[<prev] [next>] [<thread-prev] [day] [month] [year] [list]
Message-ID: <CA+fCnZfaCGhZiHPm1wRMLv7oPsvZ-_dvR33mgYEtLY_ss+g4DQ@mail.gmail.com>
Date: Mon, 17 Feb 2025 17:53:06 +0100
From: Andrey Konovalov <andreyknvl@...il.com>
To: Waiman Long <longman@...hat.com>
Cc: Peter Zijlstra <peterz@...radead.org>, Ingo Molnar <mingo@...hat.com>,
Will Deacon <will.deacon@....com>, Boqun Feng <boqun.feng@...il.com>,
Andrey Ryabinin <ryabinin.a.a@...il.com>, Alexander Potapenko <glider@...gle.com>,
Dmitry Vyukov <dvyukov@...gle.com>, Vincenzo Frascino <vincenzo.frascino@....com>,
Marco Elver <elver@...gle.com>, linux-kernel@...r.kernel.org, kasan-dev@...glegroups.com
Subject: Re: [PATCH v4 3/4] locking/lockdep: Disable KASAN instrumentation of lockdep.c
On Thu, Feb 13, 2025 at 9:02 PM Waiman Long <longman@...hat.com> wrote:
>
> Both KASAN and LOCKDEP are commonly enabled in building a debug kernel.

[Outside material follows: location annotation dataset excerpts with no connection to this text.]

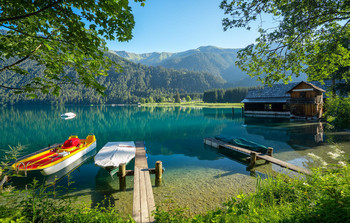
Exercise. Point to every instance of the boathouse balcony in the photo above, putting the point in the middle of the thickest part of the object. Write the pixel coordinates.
(316, 100)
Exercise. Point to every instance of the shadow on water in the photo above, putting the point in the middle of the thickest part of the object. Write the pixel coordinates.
(195, 174)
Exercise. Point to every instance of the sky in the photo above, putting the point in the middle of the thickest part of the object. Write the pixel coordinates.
(180, 25)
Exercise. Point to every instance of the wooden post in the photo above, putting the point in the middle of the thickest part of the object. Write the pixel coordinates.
(159, 173)
(122, 177)
(252, 160)
(269, 153)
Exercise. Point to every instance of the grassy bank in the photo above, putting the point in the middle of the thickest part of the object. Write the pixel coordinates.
(197, 104)
(322, 197)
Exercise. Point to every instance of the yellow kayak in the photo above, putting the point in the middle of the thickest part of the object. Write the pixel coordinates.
(54, 159)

> Each of them can significantly slow down the speed of a debug kernel.
> Enabling KASAN instrumentation of the LOCKDEP code will further slow
> thing down.
>
> Since LOCKDEP is a high overhead debugging tool, it will never get
> enabled in a production kernel. The LOCKDEP code is also pretty mature
> and is unlikely to get major changes. There is also a possibility of
> recursion similar to KCSAN.
>
> To evaluate the performance impact of disabling KASAN instrumentation
> of lockdep.c, the time to do a parallel build of the Linux defconfig
> kernel was used as the benchmark. Two x86-64 systems (Skylake & Zen 2)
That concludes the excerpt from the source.